De kantonrechter heeft geoordeeld dat de algemene voorwaarden van Berendsen van toepassing zijn en dat De Valk niet voldoende heeft aangetoond dat het beding onredelijk bezwarend is. De Valk heeft aangevoerd dat de voorwaarden niet van toepassing zijn en dat de bepalingen onredelijk bezwarend zijn, maar de kantonrechter heeft deze argumenten verworpen. De rechter heeft vastgesteld dat De Valk op de hoogte was van de voorwaarden en dat zij daarmee heeft ingestemd bij het aangaan van de overeenkomst. Bovendien heeft de kantonrechter geoordeeld dat De Valk onvoldoende bewijs heeft geleverd voor haar stelling dat de kleding verouderd was en dat Berendsen onterecht een overnamevergoeding in rekening heeft gebracht.

Uiteindelijk heeft de kantonrechter het verzet van De Valk gegrond verklaard, maar haar wel veroordeeld tot betaling van het oorspronkelijke factuurbedrag, vermeerderd met wettelijke rente. De kosten van de procedure zijn voor rekening van De Valk, die grotendeels in het ongelijk is gesteld. Dit vonnis benadrukt het belang van de kennisname van algemene voorwaarden en de gevolgen van contractuele verplichtingen.

Uitspraak

vonnis
RECHTBANK ARNHEM
Sector kanton
Locatie Arnhem
zaakgegevens 659502 \ CV EXPL 10-563 \ MB\364\mb
uitspraak van 21 juni 2010
vonnis in verzet
in de zaak van
de besloten vennootschap met beperkte aansprakelijkheid
Slagerij de Valk B.V.
gevestigd te Voorschoten
eisende partij in verzet
gemachtigde mr. V. Holthuizen
tegen
de besloten vennootschap met beperkte aansprakelijkheid
Berendsen Textiel Service B.V.
gevestigd te Arnhem
gedaagde partij in verzet
gemachtigde Groenewegen & Partners Nijmegen
Partijen worden hierna De Valk en Berendsen genoemd.
1. De procedure
1.1. Het verloop van de procedure blijkt uit:
- het tussenvonnis van 19 april 2010
- de ten behoeve van de comparitie ontvangen brief van Berendsen van 31 mei 2009
- de aantekeningen van de griffier van de comparitie van partijen van 4 juni 2010.
2. De feiten
2.1 De Valk en Berendsen hebben op 14 maart 2000 een overeenkomst gesloten voor huur en verhuur, bruikleen en onderhoud van bedrijfskleding voor de duur van 36 maanden (hierna de “overeenkomst”). In de overeenkomst is onder meer bepaald:
Opdrachtgever geeft opdracht tot levering, en Berendsen Textiel Service B.V. verplicht zich tot levering van bovengenoemde goederen onder bovengenoemde condities en overeenkomstig de algemene voorwaarden.

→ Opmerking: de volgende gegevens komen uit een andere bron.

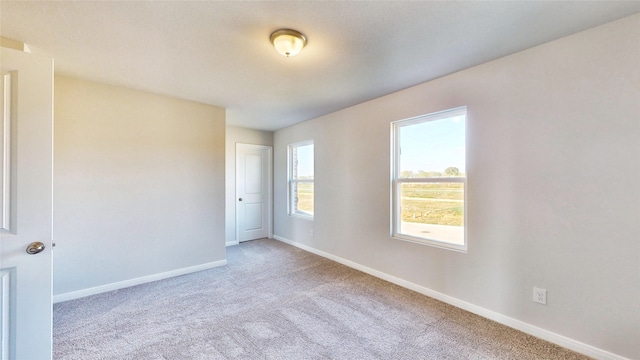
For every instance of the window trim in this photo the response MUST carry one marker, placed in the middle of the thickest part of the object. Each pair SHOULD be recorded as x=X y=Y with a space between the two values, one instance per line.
x=396 y=181
x=291 y=208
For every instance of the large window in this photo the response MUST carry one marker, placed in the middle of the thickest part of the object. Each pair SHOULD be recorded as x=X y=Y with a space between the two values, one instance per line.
x=301 y=179
x=428 y=179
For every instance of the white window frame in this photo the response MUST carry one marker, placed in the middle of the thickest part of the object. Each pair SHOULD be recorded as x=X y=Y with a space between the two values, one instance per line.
x=292 y=183
x=397 y=181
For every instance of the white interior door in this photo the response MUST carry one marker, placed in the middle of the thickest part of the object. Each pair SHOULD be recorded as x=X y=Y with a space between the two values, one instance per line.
x=253 y=192
x=26 y=153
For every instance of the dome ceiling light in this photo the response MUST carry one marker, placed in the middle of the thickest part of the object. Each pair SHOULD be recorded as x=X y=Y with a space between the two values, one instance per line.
x=288 y=42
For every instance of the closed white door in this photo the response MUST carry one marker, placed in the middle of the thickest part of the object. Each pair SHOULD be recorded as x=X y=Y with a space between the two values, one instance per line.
x=26 y=229
x=253 y=192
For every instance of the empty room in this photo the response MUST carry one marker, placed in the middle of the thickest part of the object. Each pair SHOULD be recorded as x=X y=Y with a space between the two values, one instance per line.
x=320 y=180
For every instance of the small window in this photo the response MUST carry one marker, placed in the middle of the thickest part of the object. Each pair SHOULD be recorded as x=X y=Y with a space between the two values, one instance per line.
x=301 y=179
x=429 y=179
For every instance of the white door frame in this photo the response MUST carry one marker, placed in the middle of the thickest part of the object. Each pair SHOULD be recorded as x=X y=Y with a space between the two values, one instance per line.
x=269 y=187
x=27 y=229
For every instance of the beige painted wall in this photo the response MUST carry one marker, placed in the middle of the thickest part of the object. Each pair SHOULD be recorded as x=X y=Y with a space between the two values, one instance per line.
x=553 y=196
x=237 y=135
x=138 y=185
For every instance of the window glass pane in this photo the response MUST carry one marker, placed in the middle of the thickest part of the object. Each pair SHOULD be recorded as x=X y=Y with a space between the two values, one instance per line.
x=304 y=162
x=303 y=193
x=433 y=211
x=433 y=148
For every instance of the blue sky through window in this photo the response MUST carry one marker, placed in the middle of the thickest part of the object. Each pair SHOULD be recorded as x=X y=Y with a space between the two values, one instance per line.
x=433 y=145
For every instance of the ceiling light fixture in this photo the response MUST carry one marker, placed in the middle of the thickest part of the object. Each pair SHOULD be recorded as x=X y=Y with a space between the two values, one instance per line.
x=288 y=42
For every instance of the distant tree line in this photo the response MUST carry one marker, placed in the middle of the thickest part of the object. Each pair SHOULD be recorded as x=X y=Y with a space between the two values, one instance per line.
x=448 y=172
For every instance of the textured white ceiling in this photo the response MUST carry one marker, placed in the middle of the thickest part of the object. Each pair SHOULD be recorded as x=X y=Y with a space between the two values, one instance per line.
x=219 y=52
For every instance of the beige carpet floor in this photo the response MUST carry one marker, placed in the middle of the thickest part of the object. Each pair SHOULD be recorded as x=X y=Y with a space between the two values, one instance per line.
x=274 y=301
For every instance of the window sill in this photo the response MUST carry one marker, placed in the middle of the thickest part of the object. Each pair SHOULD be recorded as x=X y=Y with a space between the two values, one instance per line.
x=432 y=243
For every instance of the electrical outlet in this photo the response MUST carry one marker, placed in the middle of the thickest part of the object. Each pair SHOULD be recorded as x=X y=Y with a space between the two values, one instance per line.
x=540 y=296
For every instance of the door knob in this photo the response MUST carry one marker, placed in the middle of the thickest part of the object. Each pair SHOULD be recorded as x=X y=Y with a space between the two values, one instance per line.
x=35 y=248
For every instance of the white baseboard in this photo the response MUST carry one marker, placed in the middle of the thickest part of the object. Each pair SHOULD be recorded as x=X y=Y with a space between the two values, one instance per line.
x=137 y=281
x=547 y=335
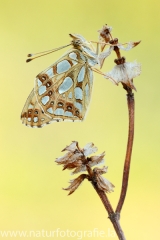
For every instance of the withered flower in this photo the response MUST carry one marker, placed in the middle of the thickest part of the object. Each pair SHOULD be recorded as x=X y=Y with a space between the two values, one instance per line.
x=103 y=183
x=104 y=35
x=77 y=159
x=124 y=72
x=105 y=54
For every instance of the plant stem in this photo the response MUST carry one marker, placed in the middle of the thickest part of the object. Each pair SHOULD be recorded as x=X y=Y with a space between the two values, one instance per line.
x=130 y=101
x=114 y=217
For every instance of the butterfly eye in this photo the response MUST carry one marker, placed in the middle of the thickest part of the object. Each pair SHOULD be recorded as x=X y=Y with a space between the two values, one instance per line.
x=29 y=111
x=50 y=93
x=48 y=84
x=77 y=112
x=43 y=78
x=69 y=108
x=60 y=104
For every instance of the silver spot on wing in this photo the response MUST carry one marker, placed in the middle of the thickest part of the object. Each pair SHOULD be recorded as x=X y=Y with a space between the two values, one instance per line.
x=78 y=105
x=35 y=119
x=70 y=95
x=50 y=110
x=81 y=74
x=73 y=56
x=45 y=99
x=91 y=76
x=66 y=85
x=68 y=114
x=63 y=66
x=92 y=62
x=39 y=82
x=82 y=57
x=78 y=93
x=87 y=90
x=42 y=90
x=59 y=111
x=50 y=72
x=30 y=106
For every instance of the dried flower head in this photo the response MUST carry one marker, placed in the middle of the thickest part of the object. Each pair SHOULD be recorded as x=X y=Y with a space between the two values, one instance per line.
x=104 y=35
x=124 y=73
x=77 y=159
x=103 y=183
x=104 y=55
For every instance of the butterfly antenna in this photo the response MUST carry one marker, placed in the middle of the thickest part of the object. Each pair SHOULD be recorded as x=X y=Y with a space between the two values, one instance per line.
x=31 y=55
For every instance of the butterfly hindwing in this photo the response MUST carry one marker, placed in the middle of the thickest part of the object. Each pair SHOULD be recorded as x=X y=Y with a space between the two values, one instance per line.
x=32 y=114
x=63 y=90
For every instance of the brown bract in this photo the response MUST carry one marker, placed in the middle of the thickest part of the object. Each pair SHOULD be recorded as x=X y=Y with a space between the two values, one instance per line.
x=79 y=160
x=102 y=183
x=104 y=35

2.2 In de algemene voorwaarden is onder meer het volgende bepaald:
2. Duur en beëindiging
2.1 De overeenkomsten zijn aangegaan voor de duur van drie jaar. De overeenkomst wordt
telkenmale van jaar tot jaar verlengd, tenzij één der partijen de overeenkomst schriftelijk (…) opzegt uiterlijk zes maanden voor afloop van het contractjaar. (…)

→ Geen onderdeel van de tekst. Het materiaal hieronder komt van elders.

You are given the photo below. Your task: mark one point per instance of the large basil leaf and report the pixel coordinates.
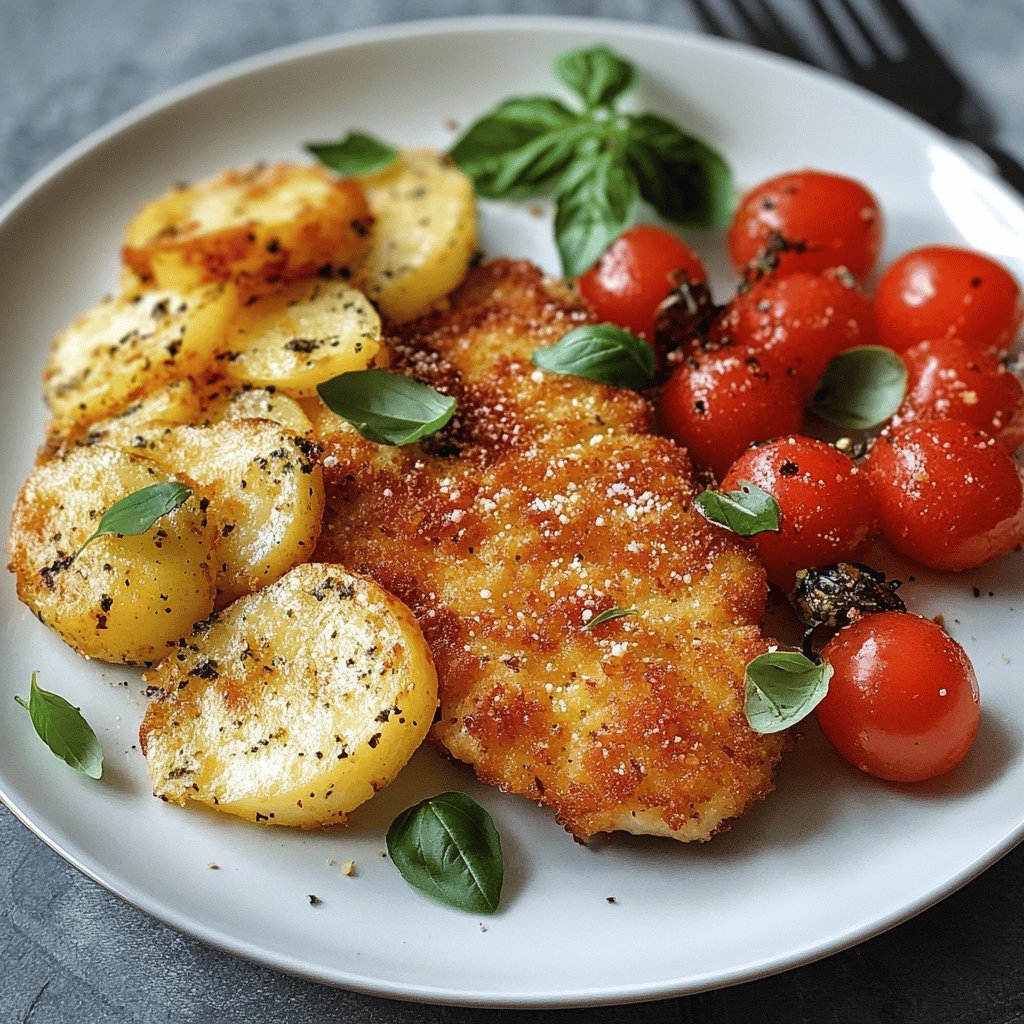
(683, 178)
(386, 408)
(448, 848)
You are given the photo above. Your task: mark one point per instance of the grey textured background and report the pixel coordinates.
(70, 951)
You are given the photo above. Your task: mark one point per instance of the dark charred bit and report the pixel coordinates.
(49, 571)
(837, 595)
(766, 261)
(685, 316)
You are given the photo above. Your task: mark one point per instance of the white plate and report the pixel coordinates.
(829, 859)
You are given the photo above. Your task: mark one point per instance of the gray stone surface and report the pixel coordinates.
(70, 951)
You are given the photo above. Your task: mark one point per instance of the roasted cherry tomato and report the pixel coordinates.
(948, 497)
(633, 278)
(827, 514)
(718, 402)
(803, 321)
(949, 380)
(945, 292)
(902, 704)
(812, 220)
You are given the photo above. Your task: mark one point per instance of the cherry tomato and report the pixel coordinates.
(827, 514)
(822, 220)
(949, 380)
(803, 321)
(902, 704)
(718, 402)
(948, 497)
(633, 278)
(945, 292)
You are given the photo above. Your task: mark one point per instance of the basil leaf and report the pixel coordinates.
(594, 211)
(355, 154)
(597, 75)
(683, 178)
(601, 352)
(607, 615)
(386, 408)
(448, 848)
(861, 387)
(138, 511)
(65, 731)
(520, 146)
(747, 512)
(781, 688)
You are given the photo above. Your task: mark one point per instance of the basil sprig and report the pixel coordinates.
(597, 162)
(355, 154)
(608, 615)
(137, 512)
(601, 352)
(781, 688)
(747, 512)
(65, 731)
(448, 848)
(861, 387)
(386, 408)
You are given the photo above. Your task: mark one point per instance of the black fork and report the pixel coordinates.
(920, 79)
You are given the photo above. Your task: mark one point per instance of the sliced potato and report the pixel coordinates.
(265, 489)
(131, 344)
(269, 222)
(260, 403)
(424, 233)
(123, 598)
(298, 336)
(175, 402)
(295, 705)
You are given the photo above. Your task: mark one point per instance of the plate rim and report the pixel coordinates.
(411, 29)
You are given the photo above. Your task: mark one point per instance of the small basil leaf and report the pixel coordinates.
(601, 352)
(607, 615)
(597, 75)
(591, 214)
(861, 387)
(448, 848)
(137, 512)
(521, 145)
(65, 731)
(683, 178)
(386, 408)
(355, 154)
(781, 688)
(747, 512)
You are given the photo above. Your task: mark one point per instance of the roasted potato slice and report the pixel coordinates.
(265, 489)
(123, 598)
(270, 222)
(424, 233)
(131, 344)
(298, 336)
(260, 403)
(293, 706)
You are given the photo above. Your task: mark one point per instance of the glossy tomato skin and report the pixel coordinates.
(716, 403)
(827, 220)
(902, 704)
(802, 321)
(948, 497)
(827, 512)
(949, 380)
(947, 292)
(635, 274)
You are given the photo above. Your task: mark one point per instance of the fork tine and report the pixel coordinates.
(784, 41)
(709, 19)
(826, 25)
(862, 27)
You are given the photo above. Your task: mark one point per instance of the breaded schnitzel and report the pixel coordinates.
(544, 503)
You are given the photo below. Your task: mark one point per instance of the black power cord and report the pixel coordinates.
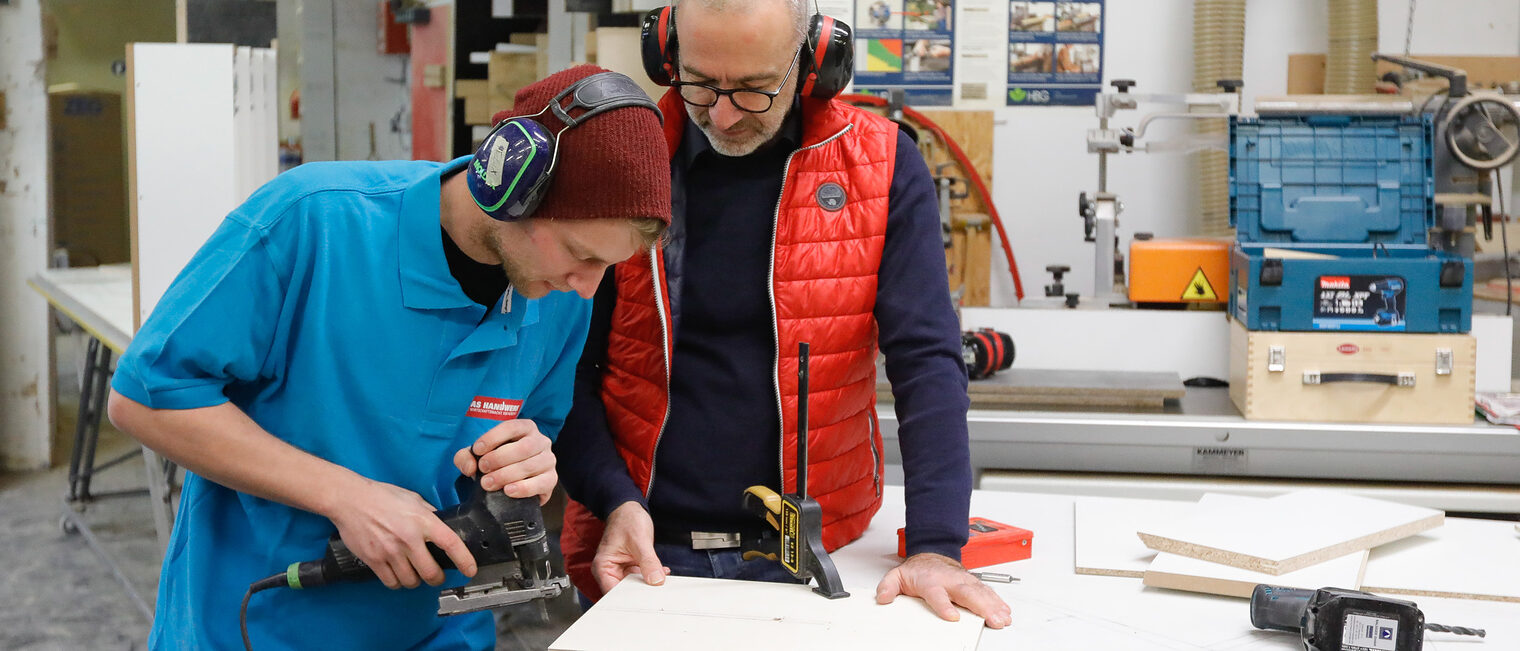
(280, 580)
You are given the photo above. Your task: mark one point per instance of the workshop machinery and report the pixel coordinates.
(1475, 133)
(1101, 210)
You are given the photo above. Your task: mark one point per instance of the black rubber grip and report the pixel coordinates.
(1374, 377)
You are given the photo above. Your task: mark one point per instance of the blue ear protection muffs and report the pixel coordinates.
(516, 163)
(827, 61)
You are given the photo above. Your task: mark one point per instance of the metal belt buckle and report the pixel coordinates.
(713, 540)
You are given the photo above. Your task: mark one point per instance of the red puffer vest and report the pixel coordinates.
(823, 283)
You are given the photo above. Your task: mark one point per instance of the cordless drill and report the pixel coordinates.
(496, 528)
(1388, 289)
(1335, 619)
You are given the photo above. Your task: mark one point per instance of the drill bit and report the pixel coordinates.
(1456, 630)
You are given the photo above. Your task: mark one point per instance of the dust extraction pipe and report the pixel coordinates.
(1353, 40)
(1218, 50)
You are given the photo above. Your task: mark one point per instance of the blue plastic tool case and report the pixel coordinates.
(1332, 178)
(1350, 201)
(1397, 291)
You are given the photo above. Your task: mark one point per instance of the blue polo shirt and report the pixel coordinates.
(324, 309)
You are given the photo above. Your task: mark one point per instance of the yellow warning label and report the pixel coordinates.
(1198, 289)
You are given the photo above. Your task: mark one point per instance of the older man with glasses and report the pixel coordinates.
(797, 218)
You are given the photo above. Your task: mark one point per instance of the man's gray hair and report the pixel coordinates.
(798, 8)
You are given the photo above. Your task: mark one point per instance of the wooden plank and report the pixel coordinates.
(976, 260)
(704, 613)
(1291, 531)
(1463, 560)
(476, 95)
(506, 73)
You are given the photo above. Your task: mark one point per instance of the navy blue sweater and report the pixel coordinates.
(724, 431)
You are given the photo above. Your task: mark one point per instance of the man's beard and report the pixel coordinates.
(733, 148)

2.3 Indien de overeenkomst eindigt op grond van opzegging door de opdrachtgever ingevolge artikel 2.1 (…) is de opdrachtgever gehouden tot overname van de op het moment van de beëindiging aan hem op grond van overeenkomst in gebruik verstrekte goederen, zulks volgens de condities als bedoeld in artikel 11. (…).
10. Betaling
(…)
10.2 Indien niet anders schriftelijk is overeengekomen zal betaling plaatsvinden netto contant aan ons adres uiterlijk 20 dagen na verzending door ons van de factuur. (…)
11. Overnameverplichting
11.1 In alle gevallen waarin op grond van deze voorwaarden voor de opdrachtgever de verplichting bestaat van ons goederen over te nemen, zal de opdrachtgever aan ons de navolgende prijzen voor de over te nemen goederen dienen te betalen:
-100% van de op het moment dat de overnameverplichting bestaat geldende nieuwprijs, indien en voor zover op dat moment die goederen nog niet langer dan één jaar bij opdrachtgever in gebruik zijn;
- 50% van de op het moment dat de overnameverplichting bestaat geldende nieuwprijs, indien en voor zover op dat moment die goederen reeds langer dan één jaar bij opdrachtgever in gebruik zijn en ongeacht hoe lang al dan de goederen bij opdrachtgever in gebruik zijn.
2.3 In 2003 is alle kleding die Berendsen aan De Valk ter beschikking heeft gesteld, vervangen door nieuwe kleding. Ook zijn toen nieuwe prijzen overeengekomen.
2.4 In het najaar van 2008 zijn partijen in onderhandeling getreden over nieuwe afspraken. Deze onderhandelingen hebben niet geresulteerd in overeenstemming.
2.5. Bij e-mail van 5 januari 2009 heeft de heer [A] van “Van der Valk & Co Voorschoten” Berendsen geschreven:
Hierbij wil ik je meedelen dat wij met Kwaliteitsslagerij De Valk per direct gaan stoppen om het wasgoed te laten doen bij Berendsen Textiel.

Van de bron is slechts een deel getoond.